The False Claims Act (FCA) is one vehicle that DOJ will use to target COVID-19 fraud. Specifically, we anticipate FCA cases will focus on the CARES Act, rather than on PPP loans, given the monetary value at stake. (The PPP loans are smaller, and while those loans will still be an enforcement focus (see below), they are less likely to be the subject of a FCA claim.)

One of the principle purposes of the CARES Act was to infuse money into the economy quickly. This narrow focus on disbursement meant less attention to and development of fraud prevention mechanisms within the Act. However, although the standards for qualification were low, they were not non-existent. For the many that took advantage of the quick disbursements of funds (and received large sums of money) without attention to the appropriate guidelines, they may now find themselves facing the possibility of a civil FCA investigation. These types of cases will take time to develop, so it is possible we will not see much activity in this space until the end of 2021.

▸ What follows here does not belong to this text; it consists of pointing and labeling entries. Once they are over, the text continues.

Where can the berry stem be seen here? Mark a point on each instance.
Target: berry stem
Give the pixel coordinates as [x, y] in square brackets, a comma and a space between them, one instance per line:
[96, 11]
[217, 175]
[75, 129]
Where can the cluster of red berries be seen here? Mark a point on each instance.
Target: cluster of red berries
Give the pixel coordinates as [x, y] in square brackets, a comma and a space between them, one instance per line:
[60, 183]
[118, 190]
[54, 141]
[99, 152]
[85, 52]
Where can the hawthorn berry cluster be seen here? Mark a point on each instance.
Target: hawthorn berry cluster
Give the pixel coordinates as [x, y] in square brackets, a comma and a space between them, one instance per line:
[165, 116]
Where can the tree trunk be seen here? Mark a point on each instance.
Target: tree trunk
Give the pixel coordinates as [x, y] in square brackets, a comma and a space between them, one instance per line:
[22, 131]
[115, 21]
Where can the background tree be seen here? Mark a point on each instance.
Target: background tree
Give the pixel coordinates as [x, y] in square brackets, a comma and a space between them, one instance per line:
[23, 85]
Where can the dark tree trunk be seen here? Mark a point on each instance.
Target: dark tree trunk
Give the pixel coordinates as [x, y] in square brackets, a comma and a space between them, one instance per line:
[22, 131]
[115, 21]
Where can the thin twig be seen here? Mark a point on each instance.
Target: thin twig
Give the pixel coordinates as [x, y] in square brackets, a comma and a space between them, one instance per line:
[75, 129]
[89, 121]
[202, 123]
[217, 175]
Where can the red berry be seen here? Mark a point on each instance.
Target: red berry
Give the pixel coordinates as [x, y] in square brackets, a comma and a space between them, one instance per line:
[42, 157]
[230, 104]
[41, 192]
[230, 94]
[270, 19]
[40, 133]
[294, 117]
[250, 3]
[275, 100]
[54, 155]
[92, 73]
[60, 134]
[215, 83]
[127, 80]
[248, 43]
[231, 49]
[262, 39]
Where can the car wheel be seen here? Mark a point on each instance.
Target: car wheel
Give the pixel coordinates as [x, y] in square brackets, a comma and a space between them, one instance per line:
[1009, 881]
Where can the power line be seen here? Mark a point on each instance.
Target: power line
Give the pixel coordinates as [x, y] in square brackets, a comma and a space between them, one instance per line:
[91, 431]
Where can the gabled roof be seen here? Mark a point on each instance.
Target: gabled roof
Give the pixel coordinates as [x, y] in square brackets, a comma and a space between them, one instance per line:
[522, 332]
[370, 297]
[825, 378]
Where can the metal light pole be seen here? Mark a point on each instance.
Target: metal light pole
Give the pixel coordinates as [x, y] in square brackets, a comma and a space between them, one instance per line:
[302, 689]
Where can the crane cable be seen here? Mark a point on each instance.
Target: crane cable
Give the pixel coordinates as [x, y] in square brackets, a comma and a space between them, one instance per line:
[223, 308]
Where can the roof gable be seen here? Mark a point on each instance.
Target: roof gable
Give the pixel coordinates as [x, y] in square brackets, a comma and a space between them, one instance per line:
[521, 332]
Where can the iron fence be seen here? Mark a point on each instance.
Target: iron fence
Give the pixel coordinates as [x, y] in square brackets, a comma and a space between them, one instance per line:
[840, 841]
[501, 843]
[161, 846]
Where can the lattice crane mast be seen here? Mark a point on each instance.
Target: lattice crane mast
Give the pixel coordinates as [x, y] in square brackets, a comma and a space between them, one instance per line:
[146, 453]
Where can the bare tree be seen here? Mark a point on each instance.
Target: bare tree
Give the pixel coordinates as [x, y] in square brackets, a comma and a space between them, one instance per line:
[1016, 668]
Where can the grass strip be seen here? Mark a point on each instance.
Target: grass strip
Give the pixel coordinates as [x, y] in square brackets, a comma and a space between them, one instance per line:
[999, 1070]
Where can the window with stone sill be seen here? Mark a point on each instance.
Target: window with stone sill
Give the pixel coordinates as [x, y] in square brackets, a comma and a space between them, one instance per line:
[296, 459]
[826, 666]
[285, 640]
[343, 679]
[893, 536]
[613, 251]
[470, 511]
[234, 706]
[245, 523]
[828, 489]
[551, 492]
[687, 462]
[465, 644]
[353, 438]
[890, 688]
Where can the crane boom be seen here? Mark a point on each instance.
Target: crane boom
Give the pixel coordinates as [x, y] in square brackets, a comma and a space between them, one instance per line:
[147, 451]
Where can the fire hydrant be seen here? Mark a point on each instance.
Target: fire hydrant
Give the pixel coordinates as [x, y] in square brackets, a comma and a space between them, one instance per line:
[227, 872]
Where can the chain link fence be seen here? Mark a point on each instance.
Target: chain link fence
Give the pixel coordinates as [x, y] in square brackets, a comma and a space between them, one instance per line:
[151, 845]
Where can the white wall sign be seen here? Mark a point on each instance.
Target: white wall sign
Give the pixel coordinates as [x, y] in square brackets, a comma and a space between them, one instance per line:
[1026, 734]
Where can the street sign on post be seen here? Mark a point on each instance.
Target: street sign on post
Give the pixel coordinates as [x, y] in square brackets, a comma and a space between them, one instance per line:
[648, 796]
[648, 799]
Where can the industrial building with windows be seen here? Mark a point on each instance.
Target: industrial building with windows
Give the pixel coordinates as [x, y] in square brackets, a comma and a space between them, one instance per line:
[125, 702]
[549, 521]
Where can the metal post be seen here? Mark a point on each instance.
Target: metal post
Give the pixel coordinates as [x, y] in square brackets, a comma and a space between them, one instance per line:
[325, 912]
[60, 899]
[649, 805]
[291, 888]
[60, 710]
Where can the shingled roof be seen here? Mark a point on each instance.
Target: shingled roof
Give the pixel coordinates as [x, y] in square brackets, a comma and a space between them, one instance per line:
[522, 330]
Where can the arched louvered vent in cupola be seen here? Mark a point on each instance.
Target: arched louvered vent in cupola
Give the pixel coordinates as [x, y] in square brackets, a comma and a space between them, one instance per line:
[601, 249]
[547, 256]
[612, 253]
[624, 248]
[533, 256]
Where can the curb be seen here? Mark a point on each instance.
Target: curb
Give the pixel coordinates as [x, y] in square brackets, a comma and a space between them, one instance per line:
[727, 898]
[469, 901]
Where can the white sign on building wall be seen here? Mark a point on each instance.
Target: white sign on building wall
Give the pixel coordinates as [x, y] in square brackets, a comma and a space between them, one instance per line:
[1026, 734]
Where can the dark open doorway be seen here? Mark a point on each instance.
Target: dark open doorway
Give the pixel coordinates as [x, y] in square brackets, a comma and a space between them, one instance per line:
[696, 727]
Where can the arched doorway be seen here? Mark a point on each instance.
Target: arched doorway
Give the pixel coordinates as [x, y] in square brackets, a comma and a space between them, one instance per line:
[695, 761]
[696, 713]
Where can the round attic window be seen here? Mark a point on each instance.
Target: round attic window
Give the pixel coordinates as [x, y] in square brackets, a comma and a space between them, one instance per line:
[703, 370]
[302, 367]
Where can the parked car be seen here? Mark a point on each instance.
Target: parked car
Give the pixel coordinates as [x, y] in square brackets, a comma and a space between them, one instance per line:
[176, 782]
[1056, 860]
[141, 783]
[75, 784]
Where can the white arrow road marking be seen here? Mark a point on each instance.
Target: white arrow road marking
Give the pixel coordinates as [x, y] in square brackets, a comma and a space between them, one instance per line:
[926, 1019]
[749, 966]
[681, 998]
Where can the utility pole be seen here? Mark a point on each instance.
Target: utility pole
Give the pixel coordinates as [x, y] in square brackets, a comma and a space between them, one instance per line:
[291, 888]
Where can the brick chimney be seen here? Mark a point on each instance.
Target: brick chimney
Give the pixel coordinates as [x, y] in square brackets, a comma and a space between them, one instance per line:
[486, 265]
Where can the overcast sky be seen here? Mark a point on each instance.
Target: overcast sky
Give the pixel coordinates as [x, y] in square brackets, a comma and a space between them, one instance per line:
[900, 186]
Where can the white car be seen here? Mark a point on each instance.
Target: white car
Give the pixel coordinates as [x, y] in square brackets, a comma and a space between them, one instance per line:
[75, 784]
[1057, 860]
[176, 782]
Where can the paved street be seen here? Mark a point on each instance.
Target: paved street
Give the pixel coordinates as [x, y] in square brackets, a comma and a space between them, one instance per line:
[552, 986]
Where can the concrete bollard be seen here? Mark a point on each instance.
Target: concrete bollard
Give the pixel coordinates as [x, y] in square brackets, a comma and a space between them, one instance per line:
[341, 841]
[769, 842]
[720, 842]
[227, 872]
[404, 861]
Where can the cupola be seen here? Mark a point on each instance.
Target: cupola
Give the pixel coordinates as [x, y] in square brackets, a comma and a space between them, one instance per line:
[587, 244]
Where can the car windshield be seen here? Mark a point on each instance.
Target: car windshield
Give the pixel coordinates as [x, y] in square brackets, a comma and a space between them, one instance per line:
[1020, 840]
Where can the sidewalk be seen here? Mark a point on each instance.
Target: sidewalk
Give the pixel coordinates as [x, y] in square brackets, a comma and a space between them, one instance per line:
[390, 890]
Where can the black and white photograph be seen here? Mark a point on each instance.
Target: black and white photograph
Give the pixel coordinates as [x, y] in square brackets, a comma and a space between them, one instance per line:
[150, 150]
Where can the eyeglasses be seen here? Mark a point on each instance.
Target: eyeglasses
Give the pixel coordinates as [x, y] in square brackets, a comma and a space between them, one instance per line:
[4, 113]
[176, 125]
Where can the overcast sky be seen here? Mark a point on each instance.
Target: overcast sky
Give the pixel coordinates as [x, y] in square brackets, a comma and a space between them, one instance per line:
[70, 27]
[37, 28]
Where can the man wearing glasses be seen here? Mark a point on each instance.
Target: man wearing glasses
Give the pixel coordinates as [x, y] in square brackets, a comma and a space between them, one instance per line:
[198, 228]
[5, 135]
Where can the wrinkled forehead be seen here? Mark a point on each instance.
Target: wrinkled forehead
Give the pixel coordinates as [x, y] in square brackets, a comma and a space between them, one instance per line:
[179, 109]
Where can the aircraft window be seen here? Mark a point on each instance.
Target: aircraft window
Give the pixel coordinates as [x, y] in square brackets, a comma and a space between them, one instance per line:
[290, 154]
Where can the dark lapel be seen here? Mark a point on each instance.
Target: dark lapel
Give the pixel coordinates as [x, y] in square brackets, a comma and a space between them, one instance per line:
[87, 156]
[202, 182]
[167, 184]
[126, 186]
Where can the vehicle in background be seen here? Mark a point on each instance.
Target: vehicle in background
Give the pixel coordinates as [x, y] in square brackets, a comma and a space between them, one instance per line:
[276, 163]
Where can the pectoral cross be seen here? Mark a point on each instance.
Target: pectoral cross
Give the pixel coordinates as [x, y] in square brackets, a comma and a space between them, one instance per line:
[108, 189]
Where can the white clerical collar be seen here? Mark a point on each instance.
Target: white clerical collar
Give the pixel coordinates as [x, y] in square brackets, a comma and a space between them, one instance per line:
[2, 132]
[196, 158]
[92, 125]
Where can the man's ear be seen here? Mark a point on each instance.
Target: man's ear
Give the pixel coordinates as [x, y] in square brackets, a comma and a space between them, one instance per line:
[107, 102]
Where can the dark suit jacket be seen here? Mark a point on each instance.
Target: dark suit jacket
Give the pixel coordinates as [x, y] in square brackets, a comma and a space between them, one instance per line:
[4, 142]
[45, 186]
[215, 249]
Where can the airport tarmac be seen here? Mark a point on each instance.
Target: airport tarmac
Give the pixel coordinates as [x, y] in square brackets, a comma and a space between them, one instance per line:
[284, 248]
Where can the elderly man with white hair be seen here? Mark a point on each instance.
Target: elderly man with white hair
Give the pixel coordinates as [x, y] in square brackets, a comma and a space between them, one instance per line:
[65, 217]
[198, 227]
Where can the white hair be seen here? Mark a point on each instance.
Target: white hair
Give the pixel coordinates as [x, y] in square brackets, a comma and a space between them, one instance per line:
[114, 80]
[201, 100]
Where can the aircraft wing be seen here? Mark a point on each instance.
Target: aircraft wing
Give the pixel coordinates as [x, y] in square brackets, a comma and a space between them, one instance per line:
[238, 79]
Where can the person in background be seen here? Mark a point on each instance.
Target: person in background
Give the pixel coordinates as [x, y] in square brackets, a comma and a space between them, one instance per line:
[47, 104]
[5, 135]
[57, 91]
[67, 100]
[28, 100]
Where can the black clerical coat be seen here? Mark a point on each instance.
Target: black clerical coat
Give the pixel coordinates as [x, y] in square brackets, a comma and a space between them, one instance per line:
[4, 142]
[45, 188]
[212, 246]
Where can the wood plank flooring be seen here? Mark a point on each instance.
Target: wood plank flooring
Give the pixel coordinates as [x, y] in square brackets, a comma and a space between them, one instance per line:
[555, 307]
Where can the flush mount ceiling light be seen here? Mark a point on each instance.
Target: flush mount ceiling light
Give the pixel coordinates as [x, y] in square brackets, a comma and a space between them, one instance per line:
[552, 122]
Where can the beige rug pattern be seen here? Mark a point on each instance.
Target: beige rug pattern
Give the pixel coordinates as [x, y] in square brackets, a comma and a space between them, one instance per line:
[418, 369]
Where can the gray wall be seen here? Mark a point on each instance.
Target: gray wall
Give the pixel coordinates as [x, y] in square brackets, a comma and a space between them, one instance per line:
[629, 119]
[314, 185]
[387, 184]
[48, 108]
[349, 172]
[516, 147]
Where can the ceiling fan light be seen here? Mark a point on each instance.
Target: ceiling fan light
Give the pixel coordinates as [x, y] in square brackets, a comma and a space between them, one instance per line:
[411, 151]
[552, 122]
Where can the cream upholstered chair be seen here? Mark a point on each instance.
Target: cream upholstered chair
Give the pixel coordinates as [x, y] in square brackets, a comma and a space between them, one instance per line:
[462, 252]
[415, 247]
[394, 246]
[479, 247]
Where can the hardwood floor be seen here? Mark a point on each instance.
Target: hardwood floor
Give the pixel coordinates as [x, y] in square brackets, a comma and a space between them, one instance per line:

When these cases do arise, the speed with which the Act and guidance were released will become important to the defense, as defendants are likely to argue about ambiguity within the standards. We also expect ripeness challenges, with defendants arguing that the loans are not yet due and thus no loss has been suffered.

Payroll Protection Program

Payroll Protection Program (PPP) loans will also be an enforcement focus in 2021. The US Attorney’s Office has signaled as much by hiring a new Assistant U.S. Attorney to handle all PPP matters for the department.

525 billion dollars were awarded in phase 1 of the PPP program. The SBA has six years to audit all loans made, and will audit every loan over 2 million dollars. For those remaining, the SBA will audit a statistical sampling based on various loan characteristics and whether the recipient applied for loan forgiveness.

In the meantime, other actors might seek enforcement. The focus of these potential actions will be on the two certifications loan recipients attested to. The first was the eligibility certification, certifying that the applicant was eligible for funds, and the second was the necessity certification, certifying that the applicant needed the funds. Fortunately for potential defendants, the necessity certification seemingly applied to need at the moment of application, not following when some companies in receipt of funds fared better than they  had expected.

We’ll continue to monitor developments in this area as they arise.